Suppose first that \(L=2j\) for some integer j. Then using (34), we have that (30) simplifies to showing that
$$\begin{aligned} \alpha _2(\lambda -\lambda ^{2j-2})+ \alpha _3(\lambda ^2-\lambda ^{2j-3})+\dots + \alpha _j(\lambda ^{j-1}-\lambda ^{2j-j})>0. \end{aligned}$$
Which is equivalent to showing
$$\begin{aligned} \alpha _2\lambda (1-\lambda ^{2j-3})+ \alpha _3\lambda ^2(1-\lambda ^{2j-5})+\dots + \alpha _j\lambda ^{j-1}(1-\lambda )>0. \end{aligned}$$
(35)
Similarly when \(L=2j+1\) for some integer j. Then (30) simplifies to showing that
$$\begin{aligned} \alpha _2(\lambda -\lambda ^{2j-1})+ \alpha _3(\lambda ^2-\lambda ^{2j-2})+\dots + \alpha _j\left( \lambda ^{j-1}-\lambda ^{2j-(j-1)}\right) +\alpha _{j+1}\lambda ^j>0. \end{aligned}$$
Note that since \(L=2j+1\), we have that \(\alpha _{L-j}=\alpha _{j+1}\) and that \(\alpha _{L-j}=-\alpha _{j+1}\) from (34), thus \(\alpha _{j+1}=0\). Thus for the odd case, (30) simplifies to showing that
$$\begin{aligned} \alpha _2\lambda (1-\lambda ^{2j-2})+\alpha _3\lambda ^2(1-\lambda ^{2j-4})+ \dots + \alpha _j \lambda ^{j-1} (1-\lambda ^2) >0. \end{aligned}$$
(36)
Thus for either L is even or odd, from (35) and (36), it suffices to show that
$$\begin{aligned} \alpha _i<0, \end{aligned}$$
for \(i=2,3,\dots , j\), since \(1-\lambda ^m <0\) for any m, because \(1<\lambda \).

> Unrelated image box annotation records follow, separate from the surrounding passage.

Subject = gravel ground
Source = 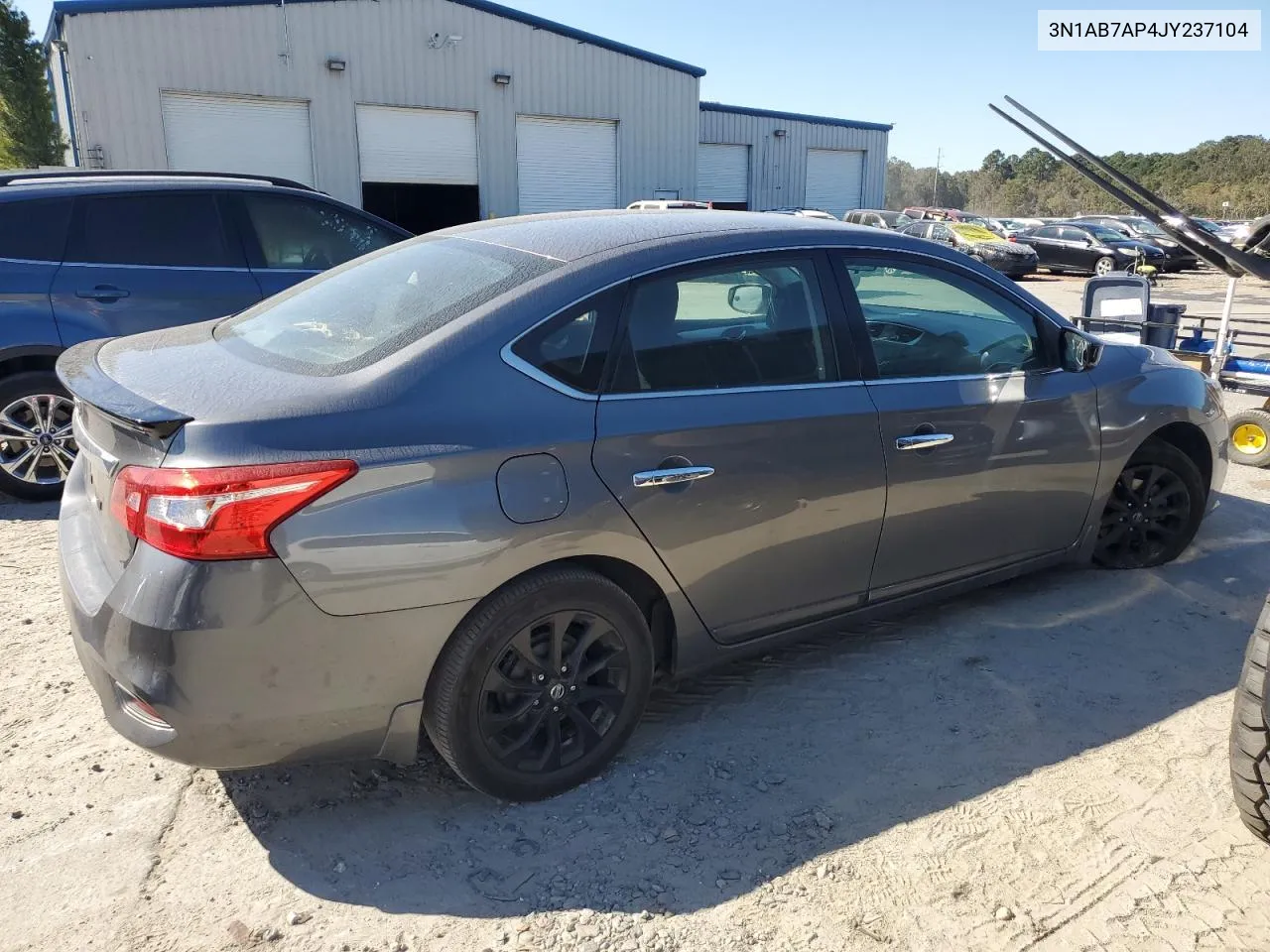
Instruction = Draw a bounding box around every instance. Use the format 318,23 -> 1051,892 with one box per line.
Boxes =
0,271 -> 1270,952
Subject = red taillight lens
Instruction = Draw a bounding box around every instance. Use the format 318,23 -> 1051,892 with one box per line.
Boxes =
110,459 -> 357,559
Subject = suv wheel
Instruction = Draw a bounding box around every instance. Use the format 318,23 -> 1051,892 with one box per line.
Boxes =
1230,598 -> 1270,843
423,568 -> 653,801
0,371 -> 78,500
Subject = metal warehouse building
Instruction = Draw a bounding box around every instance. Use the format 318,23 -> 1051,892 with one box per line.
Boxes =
49,0 -> 889,231
696,103 -> 890,218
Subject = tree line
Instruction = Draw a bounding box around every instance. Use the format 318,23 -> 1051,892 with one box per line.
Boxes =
886,136 -> 1270,218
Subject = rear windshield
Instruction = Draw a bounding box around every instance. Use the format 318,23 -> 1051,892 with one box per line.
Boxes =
214,237 -> 562,375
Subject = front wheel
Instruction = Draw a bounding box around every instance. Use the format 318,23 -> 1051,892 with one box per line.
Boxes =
1093,439 -> 1207,568
423,567 -> 653,801
1230,598 -> 1270,843
1230,410 -> 1270,466
0,371 -> 78,500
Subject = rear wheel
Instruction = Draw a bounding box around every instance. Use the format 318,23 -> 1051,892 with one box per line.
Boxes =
1230,410 -> 1270,466
1230,598 -> 1270,843
0,371 -> 78,500
423,568 -> 653,801
1093,439 -> 1207,568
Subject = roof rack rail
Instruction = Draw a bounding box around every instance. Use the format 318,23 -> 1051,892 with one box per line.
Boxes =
0,169 -> 318,191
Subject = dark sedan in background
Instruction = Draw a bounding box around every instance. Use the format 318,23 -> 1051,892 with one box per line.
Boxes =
1013,222 -> 1165,274
1074,214 -> 1199,272
899,221 -> 1038,278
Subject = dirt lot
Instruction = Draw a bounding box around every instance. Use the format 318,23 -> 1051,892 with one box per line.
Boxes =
0,271 -> 1270,952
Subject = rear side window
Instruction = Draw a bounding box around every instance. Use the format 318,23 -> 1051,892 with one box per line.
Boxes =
216,237 -> 562,376
0,198 -> 71,262
66,191 -> 244,268
242,194 -> 401,271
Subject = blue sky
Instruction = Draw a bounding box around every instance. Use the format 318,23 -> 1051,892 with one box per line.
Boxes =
17,0 -> 1270,169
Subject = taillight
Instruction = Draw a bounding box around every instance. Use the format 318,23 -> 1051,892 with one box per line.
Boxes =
110,459 -> 357,559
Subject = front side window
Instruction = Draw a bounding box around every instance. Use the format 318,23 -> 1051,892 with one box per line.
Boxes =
66,191 -> 236,268
843,259 -> 1048,378
242,194 -> 401,271
216,237 -> 560,375
612,258 -> 837,394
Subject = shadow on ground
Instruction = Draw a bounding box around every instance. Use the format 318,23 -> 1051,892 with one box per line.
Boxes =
222,487 -> 1270,916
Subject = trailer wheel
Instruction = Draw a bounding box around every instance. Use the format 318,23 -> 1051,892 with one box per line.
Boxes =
1230,410 -> 1270,466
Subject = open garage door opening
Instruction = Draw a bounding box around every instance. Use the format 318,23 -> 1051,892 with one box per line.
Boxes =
362,181 -> 480,235
357,104 -> 480,235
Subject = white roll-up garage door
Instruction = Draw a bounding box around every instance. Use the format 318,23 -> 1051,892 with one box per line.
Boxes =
806,149 -> 865,218
357,105 -> 476,185
516,115 -> 617,214
162,92 -> 314,185
694,142 -> 749,202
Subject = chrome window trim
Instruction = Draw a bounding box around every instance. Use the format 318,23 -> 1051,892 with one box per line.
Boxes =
497,242 -> 1062,401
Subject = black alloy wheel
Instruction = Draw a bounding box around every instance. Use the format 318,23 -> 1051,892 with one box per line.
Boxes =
1093,441 -> 1206,568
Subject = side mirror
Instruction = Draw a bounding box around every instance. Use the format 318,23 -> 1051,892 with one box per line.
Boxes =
727,285 -> 772,317
1060,327 -> 1102,373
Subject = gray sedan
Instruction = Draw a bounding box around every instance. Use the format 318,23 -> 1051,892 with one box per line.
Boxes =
59,210 -> 1225,799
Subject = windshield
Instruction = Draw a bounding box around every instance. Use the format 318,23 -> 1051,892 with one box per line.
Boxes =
1130,218 -> 1165,237
214,237 -> 562,375
949,221 -> 1001,241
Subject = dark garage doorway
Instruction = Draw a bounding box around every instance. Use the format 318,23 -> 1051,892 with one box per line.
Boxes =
362,181 -> 480,235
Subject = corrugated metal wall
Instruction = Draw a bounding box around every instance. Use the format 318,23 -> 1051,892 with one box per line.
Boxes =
63,0 -> 698,216
701,109 -> 886,210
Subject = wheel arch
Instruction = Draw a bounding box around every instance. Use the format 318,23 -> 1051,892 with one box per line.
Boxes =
1143,420 -> 1212,493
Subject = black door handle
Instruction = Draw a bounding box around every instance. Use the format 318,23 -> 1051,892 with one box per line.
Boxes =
75,285 -> 128,304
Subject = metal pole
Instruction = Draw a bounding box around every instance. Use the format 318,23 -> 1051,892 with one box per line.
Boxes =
1210,271 -> 1239,380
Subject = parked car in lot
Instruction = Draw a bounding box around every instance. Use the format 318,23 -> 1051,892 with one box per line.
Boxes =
901,221 -> 1036,278
0,171 -> 409,499
1074,214 -> 1199,272
842,208 -> 913,228
59,210 -> 1225,799
1013,221 -> 1165,274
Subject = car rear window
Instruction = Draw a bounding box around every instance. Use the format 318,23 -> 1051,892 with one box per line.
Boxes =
0,198 -> 71,262
214,237 -> 563,376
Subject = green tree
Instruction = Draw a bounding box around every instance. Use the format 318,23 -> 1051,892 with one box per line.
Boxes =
0,0 -> 64,168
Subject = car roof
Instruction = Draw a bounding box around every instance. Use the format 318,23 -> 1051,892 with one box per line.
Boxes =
432,209 -> 918,262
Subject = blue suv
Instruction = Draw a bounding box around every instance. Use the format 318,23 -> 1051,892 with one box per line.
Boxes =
0,171 -> 410,499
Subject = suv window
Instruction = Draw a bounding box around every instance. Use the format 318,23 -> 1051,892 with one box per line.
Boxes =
844,259 -> 1048,378
66,191 -> 244,268
613,258 -> 837,394
242,194 -> 401,271
512,292 -> 621,394
0,198 -> 71,262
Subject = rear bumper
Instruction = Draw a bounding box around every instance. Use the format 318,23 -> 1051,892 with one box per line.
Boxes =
59,456 -> 472,770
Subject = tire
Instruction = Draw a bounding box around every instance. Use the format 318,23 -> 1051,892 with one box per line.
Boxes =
1230,410 -> 1270,466
423,567 -> 653,801
1093,439 -> 1207,568
1230,598 -> 1270,843
0,371 -> 78,500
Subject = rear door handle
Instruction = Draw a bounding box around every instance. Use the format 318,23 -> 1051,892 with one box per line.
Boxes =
895,432 -> 952,449
632,466 -> 713,489
75,285 -> 128,303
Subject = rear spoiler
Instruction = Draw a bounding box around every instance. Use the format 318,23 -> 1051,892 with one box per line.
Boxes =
58,339 -> 193,439
988,96 -> 1270,281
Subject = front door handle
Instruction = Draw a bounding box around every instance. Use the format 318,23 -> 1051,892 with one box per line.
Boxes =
75,285 -> 128,303
632,466 -> 713,489
895,432 -> 952,449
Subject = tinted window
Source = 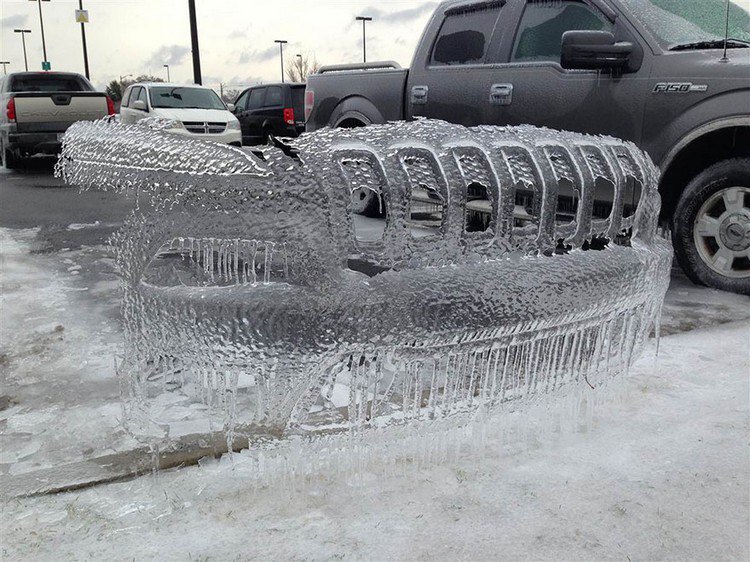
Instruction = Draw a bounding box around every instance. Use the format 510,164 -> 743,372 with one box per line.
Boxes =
10,73 -> 91,92
120,88 -> 133,107
128,86 -> 141,107
292,88 -> 305,115
247,88 -> 266,109
234,92 -> 250,111
511,0 -> 612,62
138,88 -> 148,107
431,2 -> 502,65
263,86 -> 284,107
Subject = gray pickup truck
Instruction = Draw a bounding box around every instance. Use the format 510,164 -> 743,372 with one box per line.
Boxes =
0,72 -> 115,168
305,0 -> 750,294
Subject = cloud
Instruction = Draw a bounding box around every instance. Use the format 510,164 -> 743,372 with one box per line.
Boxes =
239,45 -> 279,64
361,2 -> 437,23
0,14 -> 29,29
146,45 -> 190,68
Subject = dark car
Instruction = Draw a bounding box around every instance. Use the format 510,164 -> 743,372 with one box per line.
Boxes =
234,83 -> 305,144
305,0 -> 750,294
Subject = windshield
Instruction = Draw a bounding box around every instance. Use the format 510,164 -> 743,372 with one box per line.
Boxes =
621,0 -> 750,49
150,86 -> 226,109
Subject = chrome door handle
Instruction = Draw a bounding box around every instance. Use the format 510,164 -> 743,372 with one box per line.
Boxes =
490,84 -> 513,105
411,86 -> 430,105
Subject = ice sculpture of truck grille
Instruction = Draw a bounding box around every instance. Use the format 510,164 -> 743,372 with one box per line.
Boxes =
58,121 -> 671,435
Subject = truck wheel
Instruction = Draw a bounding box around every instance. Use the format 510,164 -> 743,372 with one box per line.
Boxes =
352,187 -> 384,217
0,142 -> 18,170
672,158 -> 750,295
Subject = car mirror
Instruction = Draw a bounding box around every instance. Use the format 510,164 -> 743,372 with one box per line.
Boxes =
560,31 -> 633,70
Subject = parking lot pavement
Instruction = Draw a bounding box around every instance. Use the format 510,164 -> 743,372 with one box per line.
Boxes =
0,157 -> 141,250
0,162 -> 750,490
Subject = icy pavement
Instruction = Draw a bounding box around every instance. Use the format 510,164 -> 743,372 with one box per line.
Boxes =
0,225 -> 750,560
1,322 -> 750,560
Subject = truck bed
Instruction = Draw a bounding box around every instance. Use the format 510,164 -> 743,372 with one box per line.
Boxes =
13,92 -> 108,133
307,61 -> 409,131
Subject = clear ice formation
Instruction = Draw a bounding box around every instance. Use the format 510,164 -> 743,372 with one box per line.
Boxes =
57,120 -> 672,456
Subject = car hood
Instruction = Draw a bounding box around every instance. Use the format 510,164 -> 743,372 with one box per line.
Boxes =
153,107 -> 235,123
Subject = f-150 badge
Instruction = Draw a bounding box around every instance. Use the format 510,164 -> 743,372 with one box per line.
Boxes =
654,82 -> 708,94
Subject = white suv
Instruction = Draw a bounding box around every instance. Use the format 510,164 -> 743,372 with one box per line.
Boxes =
120,82 -> 242,146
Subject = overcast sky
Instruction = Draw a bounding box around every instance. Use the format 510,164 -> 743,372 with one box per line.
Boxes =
0,0 -> 437,89
0,0 -> 750,90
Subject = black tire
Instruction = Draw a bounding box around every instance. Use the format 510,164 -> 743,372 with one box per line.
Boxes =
0,139 -> 19,170
672,158 -> 750,295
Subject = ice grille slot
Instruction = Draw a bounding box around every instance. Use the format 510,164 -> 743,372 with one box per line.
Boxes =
182,121 -> 227,135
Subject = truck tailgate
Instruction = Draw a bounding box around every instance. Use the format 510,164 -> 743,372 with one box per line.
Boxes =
13,92 -> 108,133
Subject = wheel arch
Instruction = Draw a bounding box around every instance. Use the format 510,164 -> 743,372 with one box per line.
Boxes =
328,95 -> 385,128
659,117 -> 750,221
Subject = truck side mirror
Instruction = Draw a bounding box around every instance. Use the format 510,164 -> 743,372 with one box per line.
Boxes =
560,31 -> 633,70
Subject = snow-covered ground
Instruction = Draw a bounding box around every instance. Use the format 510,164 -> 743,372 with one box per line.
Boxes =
0,225 -> 750,560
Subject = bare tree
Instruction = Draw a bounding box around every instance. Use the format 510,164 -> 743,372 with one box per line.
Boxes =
284,53 -> 320,82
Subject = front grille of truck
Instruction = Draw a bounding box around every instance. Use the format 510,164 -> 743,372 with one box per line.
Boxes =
182,121 -> 227,135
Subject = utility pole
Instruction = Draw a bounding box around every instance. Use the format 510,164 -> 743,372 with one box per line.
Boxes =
188,0 -> 203,85
29,0 -> 49,70
78,0 -> 91,80
13,29 -> 31,72
274,39 -> 289,84
354,16 -> 372,62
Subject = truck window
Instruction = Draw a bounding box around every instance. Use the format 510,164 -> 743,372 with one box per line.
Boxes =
511,0 -> 613,63
263,86 -> 282,107
234,91 -> 250,111
10,73 -> 90,92
128,86 -> 141,107
291,86 -> 305,117
136,88 -> 148,107
247,88 -> 266,109
120,87 -> 133,107
430,2 -> 504,66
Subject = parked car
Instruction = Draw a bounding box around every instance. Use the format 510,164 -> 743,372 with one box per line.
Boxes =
305,0 -> 750,294
0,72 -> 115,168
120,82 -> 242,146
234,83 -> 305,144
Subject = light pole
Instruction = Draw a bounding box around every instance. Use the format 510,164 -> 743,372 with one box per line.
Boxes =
78,0 -> 91,80
188,0 -> 203,85
13,29 -> 31,72
354,16 -> 372,62
29,0 -> 49,70
274,39 -> 289,84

From (9), we can also write
$$\begin{aligned} C_L^i=C_L^{i-1}\frac{F \left( \frac{L-i+1}{L}\right) }{F\left( \frac{i}{L}\right) }. \end{aligned}$$
Thus, after simplification we have that (29) becomes
$$\begin{aligned} \alpha _i=C_L^{i-1} \left( \frac{iF \left( \frac{L-i+1}{L}\right) }{LF\left( \frac{i}{L}\right) }-\frac{L-(i-1)}{L}\right) . \end{aligned}$$
Because \(F(x)>0\) for all \(x>0\), then \(C_L^{i-1}>0\), then it suffices to show that
$$\begin{aligned} \frac{iF\left( \frac{L-i+1}{L}\right) }{LF \left( \frac{i}{L}\right) } -\frac{L-(i-1)}{L}<0. \end{aligned}$$
That is, it suffices to show that
$$\begin{aligned} \frac{F\left( \frac{L-i+1}{L}\right) }{\frac{L-i+1}{L}}< \frac{F\left( \frac{i}{L}\right) }{\frac{i}{L}}, \end{aligned}$$
(37)
for \(i=2,3,\dots ,j\), where \(L=2j\) or \(L=2j+1\).
Using the same argument made in the \(L=2\) case, we have (37) and therefore can conclude that \(\alpha _i <0\), for \(i=2,3,\dots , j\) where \(L=2j\) or \(L=2j+1\), and therefore can conclude (35, 36) and thus have (30). Hence, (23) is true for any integer L and for a function F that satisfies the properties listed in Sect. 3.1. \(\square \)